My head hangs in shame. I am the picture of Contrite and Subservient Female because this is what The Giant needs to see at all times. But that’s on the outside.

On the inside, which The Giant can’t get to no matter how hard he tries: screw you, make your own damn lunch, and while you’re at it, clean your own car and do your own laundry, especially your boxers, and can I please stop having to clean your bathroom, because your stray pubic hairs make me nauseous?

I play this role of the beaten-down, cowed girl because I’m scared. Terrified, really. What little freedom I have is like a delicate piece of blown glass. The slightest push can make it shatter into a thousand million pieces. It wasn’t always like this. Before my mom married The Giant, there was laughter in our house, random dance parties, adventures. Not anymore. I live in a kingdom ruled by a tyrant bent on my destruction.

The Giant curses under his breath and I want to be like, It won’t kill you to make your own fucking sandwich. Seriously. Bread, turkey, mustard, Swiss: boom—you have a sandwich. Christ.

I hear a door open down the hall and then Mom is coming in with her own version of Contrite and Subservient Female on her face. My mom thinks invisible dirt is real, that disasters are around every corner. She thinks the Grim Reaper hides in the cracks between tiles, on top of baseboards, in the toilet bowl. She is unwell.

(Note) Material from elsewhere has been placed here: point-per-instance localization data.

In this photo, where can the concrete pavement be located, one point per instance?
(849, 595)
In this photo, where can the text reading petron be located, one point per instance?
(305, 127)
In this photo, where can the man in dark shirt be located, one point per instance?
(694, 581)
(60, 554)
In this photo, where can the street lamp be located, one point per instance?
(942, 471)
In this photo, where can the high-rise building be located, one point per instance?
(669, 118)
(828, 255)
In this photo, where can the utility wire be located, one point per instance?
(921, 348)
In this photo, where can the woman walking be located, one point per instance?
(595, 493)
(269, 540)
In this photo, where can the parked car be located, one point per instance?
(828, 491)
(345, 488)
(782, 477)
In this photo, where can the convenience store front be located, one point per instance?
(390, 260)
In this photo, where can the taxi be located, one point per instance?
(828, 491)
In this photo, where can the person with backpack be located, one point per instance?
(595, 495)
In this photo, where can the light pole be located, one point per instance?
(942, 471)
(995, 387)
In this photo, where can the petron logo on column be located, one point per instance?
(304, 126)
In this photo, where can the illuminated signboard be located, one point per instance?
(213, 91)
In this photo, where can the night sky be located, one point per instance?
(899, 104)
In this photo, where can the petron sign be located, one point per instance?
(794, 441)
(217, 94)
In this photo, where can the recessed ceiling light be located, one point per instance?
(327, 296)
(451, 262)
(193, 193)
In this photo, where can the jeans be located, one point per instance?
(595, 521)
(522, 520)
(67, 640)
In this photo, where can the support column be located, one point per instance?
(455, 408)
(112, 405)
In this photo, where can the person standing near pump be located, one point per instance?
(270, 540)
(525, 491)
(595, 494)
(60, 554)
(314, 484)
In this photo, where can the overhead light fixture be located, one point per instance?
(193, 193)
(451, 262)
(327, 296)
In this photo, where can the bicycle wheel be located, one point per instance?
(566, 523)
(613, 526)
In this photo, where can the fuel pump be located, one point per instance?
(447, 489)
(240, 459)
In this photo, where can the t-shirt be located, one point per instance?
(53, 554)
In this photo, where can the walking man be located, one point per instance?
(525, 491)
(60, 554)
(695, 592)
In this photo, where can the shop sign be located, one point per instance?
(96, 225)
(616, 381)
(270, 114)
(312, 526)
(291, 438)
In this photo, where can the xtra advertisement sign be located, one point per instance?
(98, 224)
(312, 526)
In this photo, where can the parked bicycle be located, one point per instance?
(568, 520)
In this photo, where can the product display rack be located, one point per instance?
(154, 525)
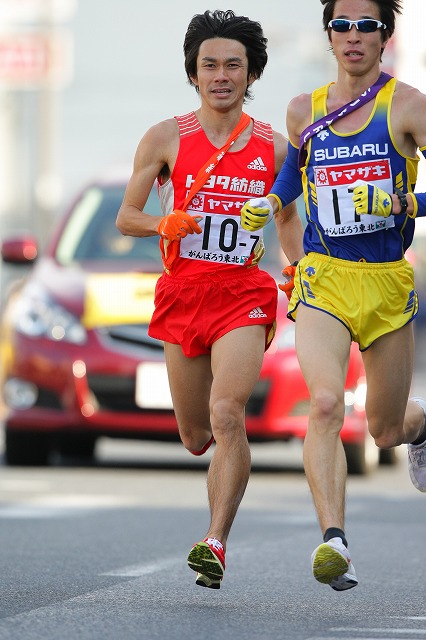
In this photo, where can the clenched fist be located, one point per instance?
(370, 199)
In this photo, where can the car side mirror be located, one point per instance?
(19, 250)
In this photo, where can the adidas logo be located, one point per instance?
(257, 313)
(257, 164)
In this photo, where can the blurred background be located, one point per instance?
(81, 81)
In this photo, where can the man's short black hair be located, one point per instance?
(225, 24)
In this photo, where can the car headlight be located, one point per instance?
(39, 316)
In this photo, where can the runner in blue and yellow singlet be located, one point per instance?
(353, 154)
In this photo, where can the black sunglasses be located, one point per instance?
(365, 26)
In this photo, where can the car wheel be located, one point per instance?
(77, 446)
(27, 449)
(362, 457)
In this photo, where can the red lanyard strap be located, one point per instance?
(212, 162)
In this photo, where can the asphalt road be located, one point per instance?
(99, 553)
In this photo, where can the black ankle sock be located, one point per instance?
(334, 532)
(422, 436)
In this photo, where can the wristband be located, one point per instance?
(402, 200)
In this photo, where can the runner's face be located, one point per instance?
(355, 51)
(222, 66)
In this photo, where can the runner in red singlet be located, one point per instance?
(214, 308)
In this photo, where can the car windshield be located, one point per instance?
(90, 233)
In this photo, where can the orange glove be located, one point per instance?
(288, 274)
(178, 224)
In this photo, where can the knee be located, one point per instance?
(386, 436)
(226, 417)
(195, 438)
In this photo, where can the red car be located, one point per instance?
(77, 361)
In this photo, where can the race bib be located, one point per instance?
(222, 240)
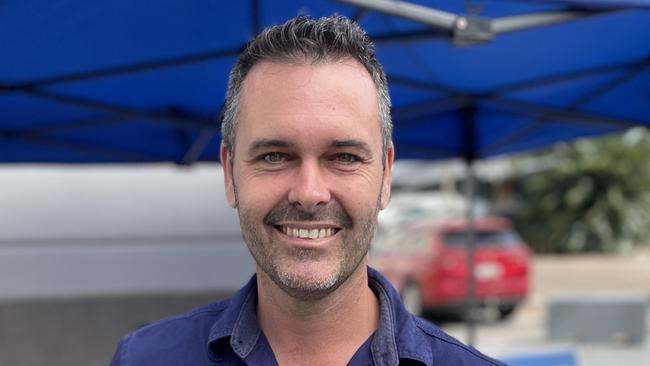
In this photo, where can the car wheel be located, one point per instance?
(412, 298)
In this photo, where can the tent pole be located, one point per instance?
(471, 310)
(468, 118)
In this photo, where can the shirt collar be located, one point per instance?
(397, 336)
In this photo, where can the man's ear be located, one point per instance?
(229, 184)
(386, 180)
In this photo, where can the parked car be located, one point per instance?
(427, 263)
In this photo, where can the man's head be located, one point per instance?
(307, 41)
(307, 152)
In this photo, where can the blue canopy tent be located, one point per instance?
(117, 81)
(122, 81)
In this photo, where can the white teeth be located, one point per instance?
(308, 233)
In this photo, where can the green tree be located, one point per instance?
(595, 196)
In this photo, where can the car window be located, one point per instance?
(495, 237)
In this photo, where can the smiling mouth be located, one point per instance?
(312, 234)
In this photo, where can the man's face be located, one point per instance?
(307, 174)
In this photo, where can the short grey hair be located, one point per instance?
(305, 40)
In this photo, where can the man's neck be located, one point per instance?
(326, 331)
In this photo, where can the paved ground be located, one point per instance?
(526, 331)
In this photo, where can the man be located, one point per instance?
(307, 158)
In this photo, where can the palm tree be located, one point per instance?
(594, 197)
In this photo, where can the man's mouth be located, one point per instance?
(313, 234)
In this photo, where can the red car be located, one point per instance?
(427, 263)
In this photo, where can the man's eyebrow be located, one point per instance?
(357, 144)
(263, 143)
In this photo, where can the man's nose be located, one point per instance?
(309, 189)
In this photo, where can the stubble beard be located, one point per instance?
(353, 247)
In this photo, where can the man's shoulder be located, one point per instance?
(447, 350)
(159, 342)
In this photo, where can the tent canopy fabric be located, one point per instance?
(123, 81)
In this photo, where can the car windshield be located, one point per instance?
(483, 238)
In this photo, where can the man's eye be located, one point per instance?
(274, 158)
(346, 158)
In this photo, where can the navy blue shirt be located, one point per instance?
(228, 333)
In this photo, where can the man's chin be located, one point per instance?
(307, 285)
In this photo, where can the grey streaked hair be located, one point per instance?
(305, 40)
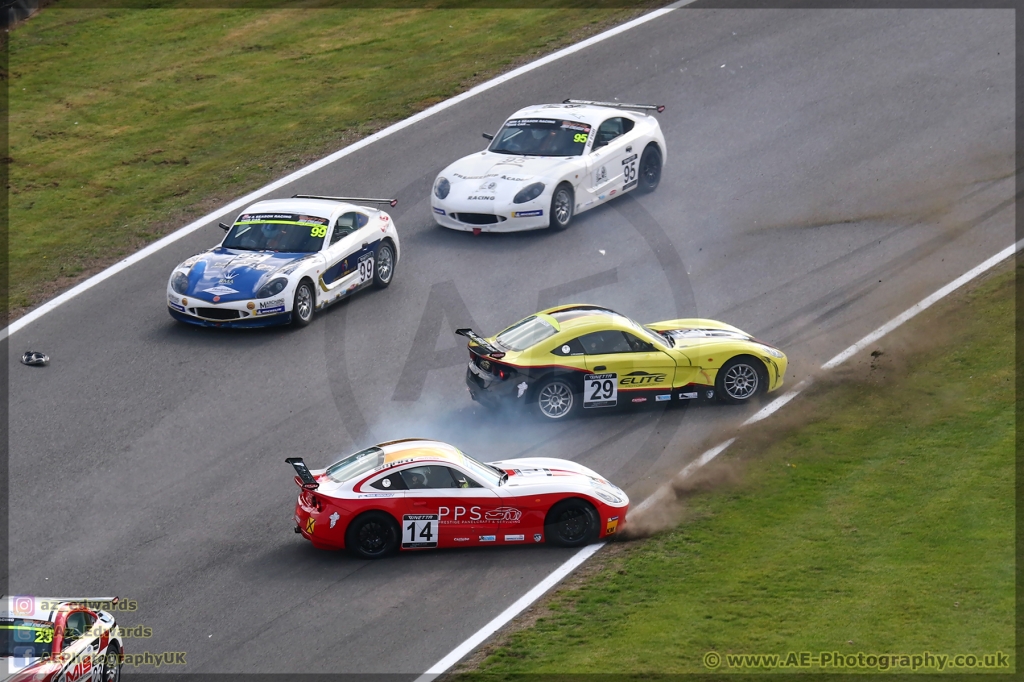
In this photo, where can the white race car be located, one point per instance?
(548, 163)
(285, 258)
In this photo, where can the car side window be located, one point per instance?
(435, 477)
(611, 129)
(391, 482)
(573, 347)
(638, 345)
(606, 341)
(348, 223)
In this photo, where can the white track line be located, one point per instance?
(366, 141)
(478, 638)
(509, 613)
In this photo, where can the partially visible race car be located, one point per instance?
(550, 162)
(284, 259)
(60, 640)
(571, 357)
(418, 494)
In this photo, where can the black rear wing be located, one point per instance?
(305, 479)
(616, 104)
(480, 341)
(361, 200)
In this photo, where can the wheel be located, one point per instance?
(112, 664)
(562, 203)
(556, 398)
(384, 269)
(650, 169)
(571, 523)
(373, 536)
(304, 304)
(740, 380)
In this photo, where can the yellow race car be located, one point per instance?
(571, 357)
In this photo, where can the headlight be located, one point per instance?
(179, 283)
(271, 288)
(441, 187)
(528, 194)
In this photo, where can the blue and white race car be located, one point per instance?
(284, 259)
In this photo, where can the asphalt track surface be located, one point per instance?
(826, 169)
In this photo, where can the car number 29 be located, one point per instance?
(600, 390)
(367, 268)
(419, 530)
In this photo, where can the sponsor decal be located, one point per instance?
(266, 311)
(504, 515)
(641, 378)
(419, 530)
(220, 290)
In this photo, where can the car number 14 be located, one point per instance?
(600, 390)
(367, 268)
(419, 530)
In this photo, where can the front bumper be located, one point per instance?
(243, 313)
(511, 218)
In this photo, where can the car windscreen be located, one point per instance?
(278, 231)
(354, 465)
(524, 334)
(541, 137)
(26, 639)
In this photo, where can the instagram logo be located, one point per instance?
(23, 605)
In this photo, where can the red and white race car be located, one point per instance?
(66, 640)
(418, 494)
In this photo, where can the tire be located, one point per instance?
(112, 664)
(556, 398)
(562, 205)
(571, 523)
(649, 173)
(304, 304)
(384, 263)
(373, 536)
(740, 380)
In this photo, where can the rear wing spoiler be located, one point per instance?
(616, 104)
(361, 200)
(480, 341)
(305, 479)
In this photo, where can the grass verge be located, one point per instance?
(876, 516)
(125, 124)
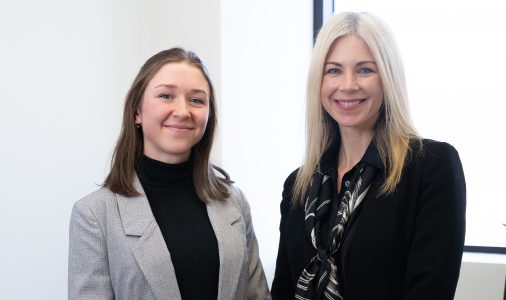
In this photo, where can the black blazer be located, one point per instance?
(407, 245)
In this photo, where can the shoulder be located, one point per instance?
(437, 149)
(95, 203)
(436, 153)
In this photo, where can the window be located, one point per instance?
(454, 56)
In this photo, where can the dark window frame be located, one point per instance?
(318, 13)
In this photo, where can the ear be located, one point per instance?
(138, 119)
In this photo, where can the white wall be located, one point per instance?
(266, 47)
(482, 276)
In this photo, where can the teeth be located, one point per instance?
(348, 103)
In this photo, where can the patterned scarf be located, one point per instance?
(319, 279)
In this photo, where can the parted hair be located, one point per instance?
(394, 130)
(211, 182)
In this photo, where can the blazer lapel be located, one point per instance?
(230, 232)
(151, 252)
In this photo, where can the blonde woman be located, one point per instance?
(167, 224)
(375, 211)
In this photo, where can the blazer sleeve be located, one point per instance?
(88, 267)
(257, 283)
(434, 258)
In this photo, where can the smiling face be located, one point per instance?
(352, 91)
(174, 112)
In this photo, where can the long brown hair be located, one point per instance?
(208, 184)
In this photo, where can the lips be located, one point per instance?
(349, 103)
(179, 127)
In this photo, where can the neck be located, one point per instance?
(353, 145)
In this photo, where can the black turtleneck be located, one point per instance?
(183, 220)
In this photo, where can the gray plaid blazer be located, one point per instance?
(117, 251)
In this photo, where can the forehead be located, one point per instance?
(180, 74)
(349, 47)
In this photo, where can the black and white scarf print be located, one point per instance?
(319, 278)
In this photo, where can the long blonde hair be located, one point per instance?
(394, 128)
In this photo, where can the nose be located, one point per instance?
(181, 109)
(349, 81)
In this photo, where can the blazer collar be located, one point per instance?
(153, 256)
(151, 252)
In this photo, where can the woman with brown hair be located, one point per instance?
(167, 224)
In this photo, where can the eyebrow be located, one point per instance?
(172, 86)
(358, 64)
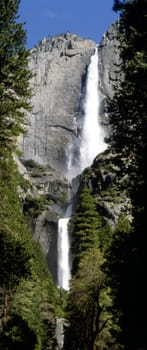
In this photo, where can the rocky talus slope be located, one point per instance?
(59, 65)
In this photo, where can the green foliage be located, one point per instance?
(14, 74)
(27, 291)
(128, 121)
(87, 222)
(89, 301)
(34, 206)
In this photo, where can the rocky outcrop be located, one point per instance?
(108, 179)
(110, 61)
(59, 65)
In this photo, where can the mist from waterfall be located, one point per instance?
(91, 140)
(64, 268)
(88, 145)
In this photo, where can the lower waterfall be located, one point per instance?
(90, 143)
(63, 251)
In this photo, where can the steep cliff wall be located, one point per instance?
(59, 66)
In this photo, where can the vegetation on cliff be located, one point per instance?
(122, 261)
(27, 292)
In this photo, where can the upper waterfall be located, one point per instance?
(91, 140)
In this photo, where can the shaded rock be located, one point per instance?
(59, 65)
(108, 179)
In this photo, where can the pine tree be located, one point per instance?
(128, 121)
(87, 224)
(14, 74)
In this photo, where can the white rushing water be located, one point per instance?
(63, 251)
(92, 137)
(91, 143)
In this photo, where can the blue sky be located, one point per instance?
(88, 18)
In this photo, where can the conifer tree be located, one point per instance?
(14, 74)
(128, 121)
(87, 223)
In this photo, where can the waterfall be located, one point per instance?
(92, 137)
(63, 251)
(89, 144)
(91, 140)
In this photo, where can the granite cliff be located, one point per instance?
(59, 65)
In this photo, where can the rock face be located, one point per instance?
(59, 65)
(107, 178)
(110, 61)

“What’s going on?” she asks, looking from me to The Giant. Her lips pull down as she glances at me, like I’m already a disappointment and it’s not even eight in the morning.

“Your daughter didn’t make my lunch again and so I’ll have to waste money today on getting lunch out again, that’s what’s going on.” He looks at me and I can almost hear the thought in his head: You aren’t my child—I wish you would get the hell out of my house forever.

“You better not be expecting to go to the movies on Friday with Natalie and Alyssa,” he adds.

Big surprise. Let me guess: babysitting.

Don’t get me wrong: even though Sam is half Giant, I love him to death. It’s pretty hard to hate on a three-year-old. It’s not his fault The Giant’s his dad just as much as it’s not my fault my dad is a former/possibly current cokehead who lives in another state and forgets my birthday every year.